Martín González, que hasta hace dos semanas parecía el desarrollador de sueños en cuotas, ahora se presenta como la víctima de una “señorita” pérfida que le vendía los lotes mientras él miraba para otro lado, probablemente contando ladrillos o cortando cintas invisibles. “Mi cliente ha sido defraudado”, dijo su abogado con una cara tan seria que casi logra que le creamos. Claro, porque cualquiera le da poderes legales y títulos de propiedad a alguien que ya no es su pareja… salvo que sea por amor al riesgo. O al lavado.
Por su parte, Robles Bonade no dijo mucho. Probablemente porque hablar cuando hay 100 denuncias sobrevolando como buitres no es buena idea. La estrategia es clara: mutismo y maquillaje judicial. Que hable él, que se queme solo. Que se tire del barco mientras ella guarda el salvavidas… y las escrituras.
Pero volvamos al circo judicial: la defensa de González niega todo vínculo comercial con Bonade. Dice que sí fueron novios, pero “ya fue”. Como si la historia de amor hubiera sido tan fugaz como la inversión de sus clientes: entraron con una ilusión y salieron con una denuncia. Dice que no convivieron, que no compartieron nada, ni facturas ni fraudes. Que lo de ellos fue puro feeling, pero sin compartir la caja registradora.
Mientras tanto, la fiscalía los mira como a dos cómplices de manual: uno pone la cara, la otra los papeles, y juntos venden terrenos en Marte con vista a la cordillera. ¿La respuesta de los acusados? “Yo no fui”. Digna de un jardín de infantes. O de una audiencia penal.

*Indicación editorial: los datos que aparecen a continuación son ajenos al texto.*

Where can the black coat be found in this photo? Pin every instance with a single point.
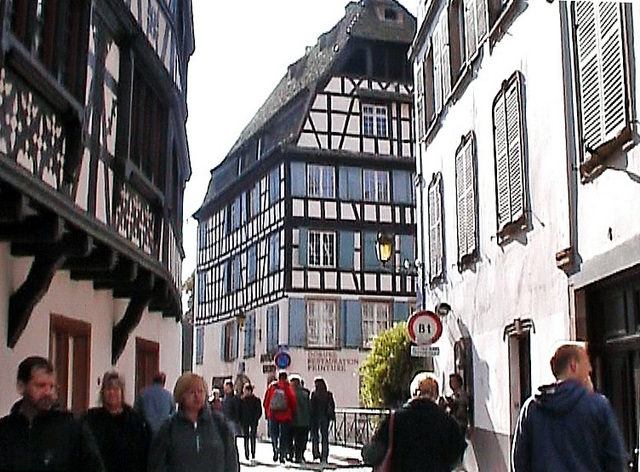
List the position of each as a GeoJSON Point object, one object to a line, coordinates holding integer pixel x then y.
{"type": "Point", "coordinates": [53, 441]}
{"type": "Point", "coordinates": [425, 438]}
{"type": "Point", "coordinates": [123, 439]}
{"type": "Point", "coordinates": [250, 410]}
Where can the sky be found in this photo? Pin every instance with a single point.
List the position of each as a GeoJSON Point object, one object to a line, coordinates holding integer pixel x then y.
{"type": "Point", "coordinates": [243, 48]}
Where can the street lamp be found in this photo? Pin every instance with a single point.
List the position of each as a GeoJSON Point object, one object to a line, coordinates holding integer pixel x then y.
{"type": "Point", "coordinates": [384, 247]}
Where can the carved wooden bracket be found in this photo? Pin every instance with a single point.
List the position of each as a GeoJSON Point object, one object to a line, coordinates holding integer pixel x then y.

Ahora, los dos están en el Penal de Chimbas, que no tiene amenities ni pileta pero sí mucha convivencia forzada. Tal vez ahí reavivan el vínculo. O tal vez, como buenos exsocios de estafa, sigan echándose la culpa mutuamente, esperando que el juez compre el cuento. Spoiler: no hay rebaja por actuar bien en el reparto del cinismo.